Readings: Visitors by Simon Sylvester

‘I am going to tell you a story,’ I said, ‘because stories explain the things we can’t control.’

I seem to be reading a lot of books about windfucked places lately. Windfucked they might be, but they are also places where one can almost feel stories wander about and get under one’s skin. Last time I went to Aran Islands, lay down on the edge of a cliff, and looked down at the foaming sea, I had this feeling. I also had that feeling when I climbed into a tiny cave in Roscommon. I am quite certain that a tiny Scottish island is one such place, which is why The Visitors by Simon Sylvester doesn’t seem fantastical to me. Of course there would be any number of strange things afoot.

NNJE3941I have an obsession with weirdness in fiction. I’m drawn to environments that seem ordinary but then turn out to be slightly askew. This doesn’t really mean urban fantasy, where the weird is actually explicit, made manifest fairly early on in the form of fairies or vampires or werewolves. No, it’s the slightly uncertain weirdness — someone may or may not be a mythical creature, and it could work either way. This is one of the reasons The Visitors worked for me, and if uncertain strangeness is your idea of a good story, it will probably work for you.
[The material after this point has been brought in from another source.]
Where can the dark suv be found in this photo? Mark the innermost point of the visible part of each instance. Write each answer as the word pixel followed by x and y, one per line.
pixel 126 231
I felt as though I could thrust out my arm and break through the crust, reach a hand into another world. It felt so tangible, growing stronger by the hour, yet I somehow never touched it.

The Visitors is narrated by Flo, a teenage girl who is counting down days until her escape from the island named Bancree (‘Our traditional industries were fishing, whisky and peat. Only the whisky had survived.’). There is indeed a lot of water and a lot of peat, even where you don’t expect it: ‘his eyes were peatbog blank’. It’s atmospheric to the point that I felt cold and sort of regretted not having any decent single-malt in the immediate vicinity while I read the book.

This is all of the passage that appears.